KEMP MARTIN (1942- )
Le sens des images
Cette question de méthode sert de fil conducteur à une synthèse consacrée à la Renaissance, Behind the Picture: Art and Evidence in the Italian Renaissance (1997, prix de l'Italian Association of America en 1999). Au fil des études de cas qui composent ce volume, Martin Kemp discute de manière réflexive la question des sources historiques et de leurs utilisations en histoire de l'art. Pour lui, un des problèmes majeurs de la discipline est la tendance, le plus souvent inconsciente, à classer dans le registre des « écrits artistiques », tels que nous les concevons aujourd'hui, des documents dont l'hétérogénéité est à la mesure de celle des contextes et des situations de production des images. Il plaide pour une « approche fonctionnelle » qui évite d'emprisonner les représentations visuelles dans des préconceptions de l'art produites par l'histoire, la critique ou les impératifs liés à ses usages contemporains. En découle un empirisme sophistiqué qui renonce de manière délibérée aux théories générales de l'esthétique, de la perception, de la signification ou de la représentation. Martin Kemp aboutit ainsi à ce que l'on pourrait appeler un « contextualisme » qui permette de rendre la complexité des représentations visuelles du point de vue de l'hétérogénéité des causes qui sous-tendent leur réalisation, de la pluralité des intentions qui leur sont attachées, de la variété des fonctions qu'elles sont amenées à remplir et des registres d'interprétation qui interviennent dans l'expérience visuelle des observateurs, historiens de l'art inclus : « Dans l'histoire de l'art, nos demandes sont déterminées par l'image de ce que nous retenons comme important dans le processus de réalisation d'une œuvre artistique et, de manière encore plus fondamentale, de ce que nous considérons comme important dans l'art lui-même » (The Taking and Use of Evidence, 1984). Le travail de l'historien prend alors la forme d'une reconstitution du « réseau de causalités » à l'intérieur duquel s'inscrit la production d'une image particulière et ses différentes réceptions toujours socialement et historiquement situées.

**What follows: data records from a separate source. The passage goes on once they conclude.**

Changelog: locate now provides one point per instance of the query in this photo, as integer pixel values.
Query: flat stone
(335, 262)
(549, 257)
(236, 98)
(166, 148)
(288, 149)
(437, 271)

En sillonnant les chemins entre art et science, dans ses articles pour la revue Nature notamment, Martin Kemp explore de surprenantes parentés entre des répertoires de formes exploités par les artistes et les chercheurs. Mais plutôt que de se demander qui de l'art ou de la science influence l'autre, l'historien est amené à rechercher des causes plus profondes qui semblent former une contrepartie pour ainsi dire « anthropologique » au contextualisme que nous avons évoqué. Elle semble loger dans ce qu'il nomme l'« intuition structurelle », c'est-à-dire les processus perceptuels, cognitifs, analytiques, de la modélisation et de l'imagination qui sont à l’origine de notre appréhension du monde visible. Il est de prime abord surprenant d'entendre un historien comme Kemp déclarer « croire fermement au caractère non arbitraire des relations entre la manière dont la nature fonctionne et l'appareil dont nous sommes pourvus pour donner un sens fonctionnel au chaos sensoriel du monde ». Pour autant, il n'y a selon lui aucun déterminisme dans cette conviction. Les artistes et les scientifiques, comme tous les « faiseurs d'images », jouent un rôle actif dans la construction de l'environnement humain, mental et physique. Ils participent ainsi à la confection des instruments qui nous permettent de savoir ce que nous savons. L'histoire de la représentation visuelle apparaît alors intimement liée au jeu subtil et partiellement contraint des formes par lesquelles nous tentons de donner sens aux choses. Pour Martin Kemp, l'histoire des représentations visuelles semble inséparable de l'histoire des connaissances, au point même que parfois les deux[...]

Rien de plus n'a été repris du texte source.